Hello,
I have a Search that is taking 5 min to complete when looking at only the last 24 hrs. If possible, could someone help me figure out how I can improve this Search? I am in need of deduping by SessionId and combing 3 fields into a single field.
source="mobilepro-test"
| dedup Session.SessionId
| strcat UserInfo.UserId " " Location.Site " " Session.StartTime label
| table Session.SessionId, label
It looks like it's the dedup that is causing the slowness, but I have no idea how to improve that.
Thanks for any help on this one,
Tom
Hi @tdavison76
I would recommend using stats for this instead, see below:
source="mobilepro-test"
| strcat UserInfo.UserId " " Location.Site " " Session.StartTime label
| stats latest(label) as label by Session.SessionId
You could switch the order of strcat to save on processing multiple strcat:
source="mobilepro-test"
| stats latest(UserInfo.UserId) as UserInfo_UserId, latest(Location.Site) as Location_Site, latest(Session.StartTime) AS Session_StartTime by Session.SessionId
| strcat UserInfo_UserId " " Location_Site " " Session_StartTime label
| table Session.SessionId, label
Note: We are using "latest" here which keeps the most recent event.
🌟 Did this answer help you?
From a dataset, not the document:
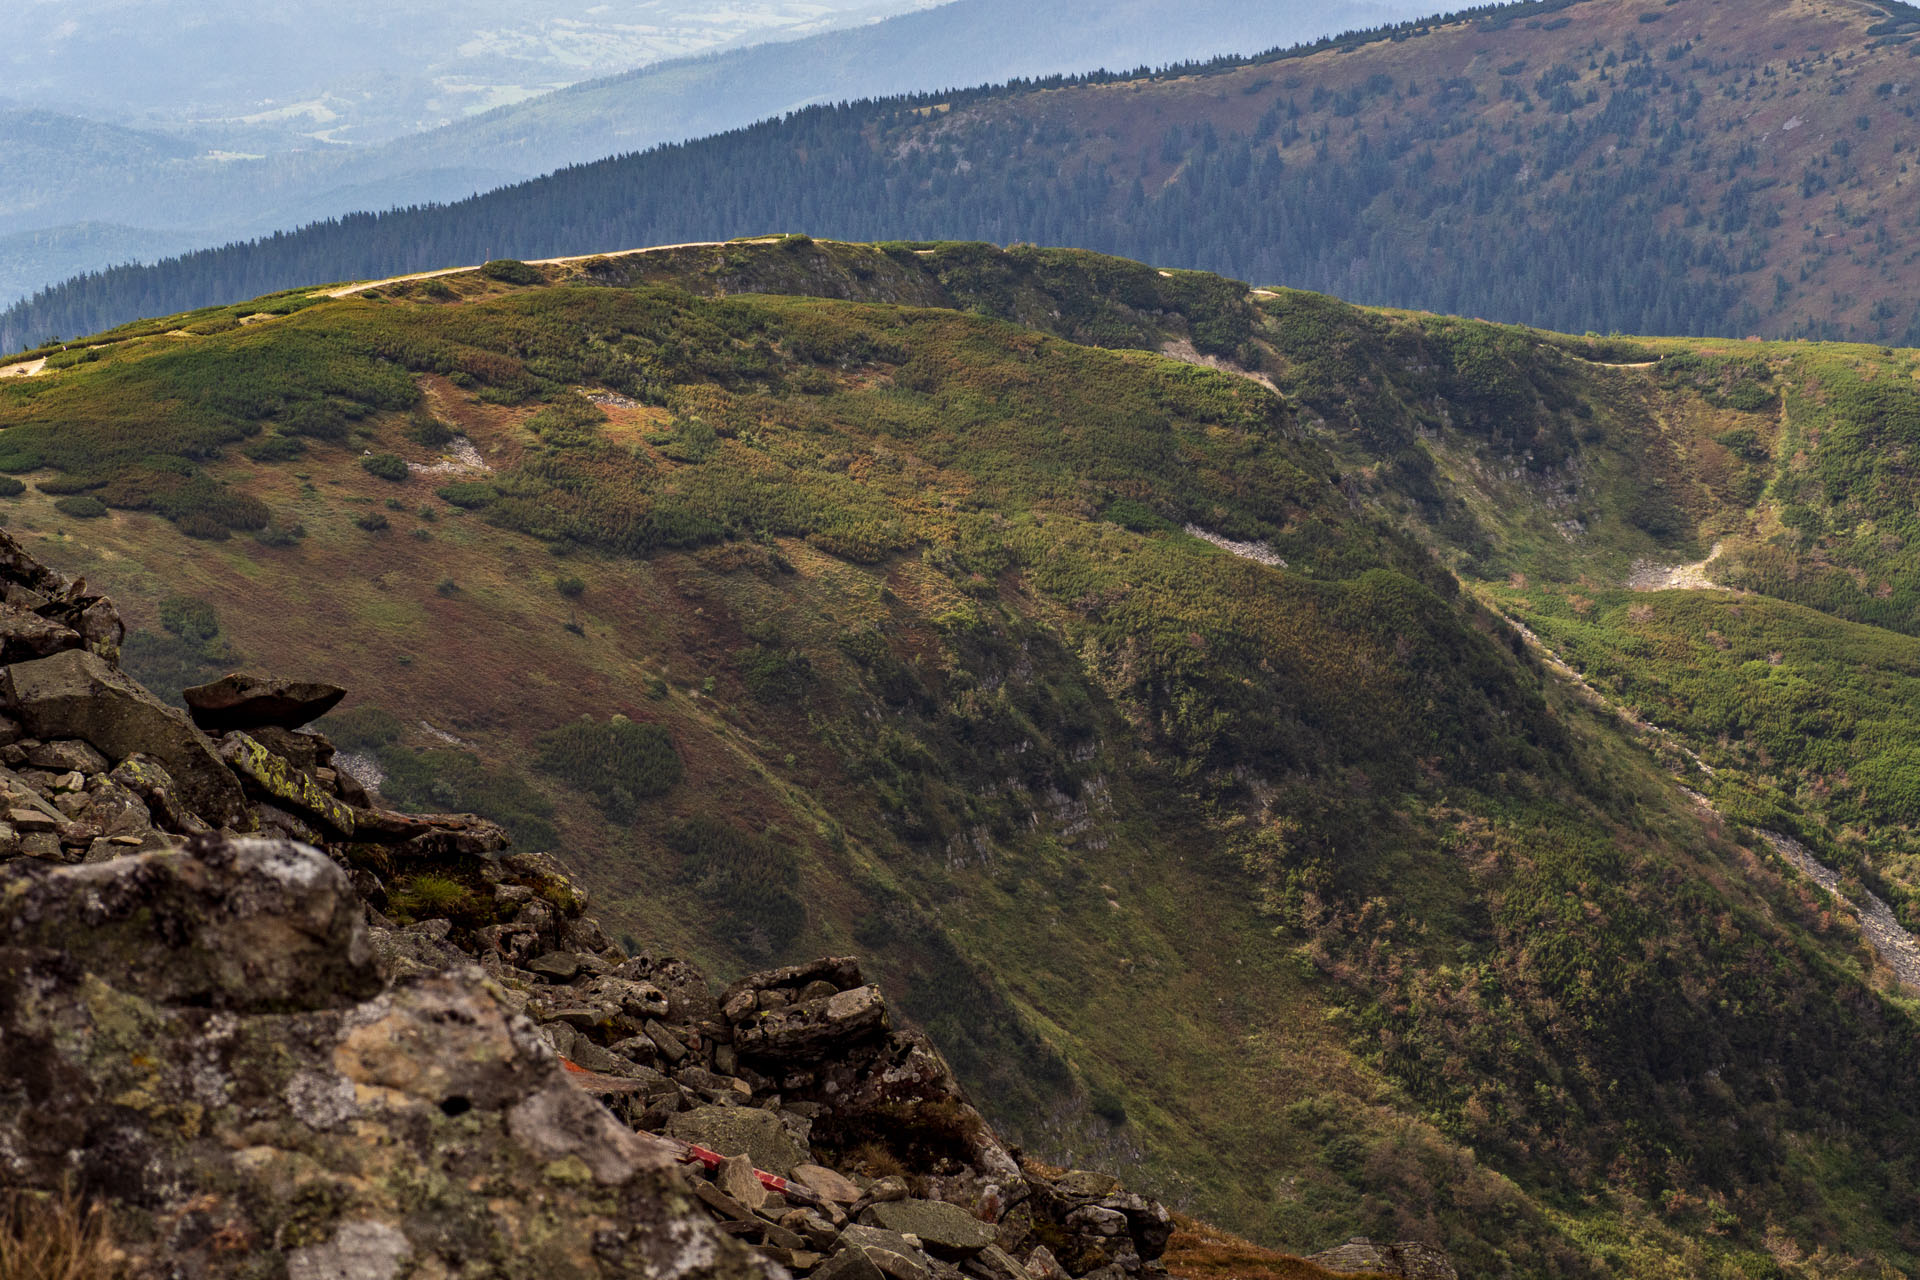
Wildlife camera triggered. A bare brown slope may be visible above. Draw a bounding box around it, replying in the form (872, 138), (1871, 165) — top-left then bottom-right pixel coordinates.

If so, please consider:
Your feedback encourages the volunteers in this community to continue contributing
As a side note, completely irrelevant to the original problem - I'm wondering whether there will be any noticeable performance difference between first(something) and latest(something) in case of a default base search returning results in reverse chronological order.
Thats a good point @PickleRick - for some reason I've always used latest, mainly incase there is any reason that events dont get returned with the most recent first (e.g. sorting of some sort, changes to _time, lookups, appends etc) but I suppose stats will stop looking after the first event if using first() but could read all events to check its still the "latest".
I might try this on a big dataset to see if it makes much difference!
first is "closer" to dedup since it keeps the first event in the event pipeline for each unique value of the dedup'd field(s)
You could try stats
source="mobilepro-test"
| stats first(UserInfo.UserId) as UserInfo.UserId first(Location.Site) as Location.Site first(Session.StartTime) as Session.StartTime by Session.SessionId
| strcat UserInfo.UserId " " Location.Site " " Session.StartTime label
| table Session.SessionId, label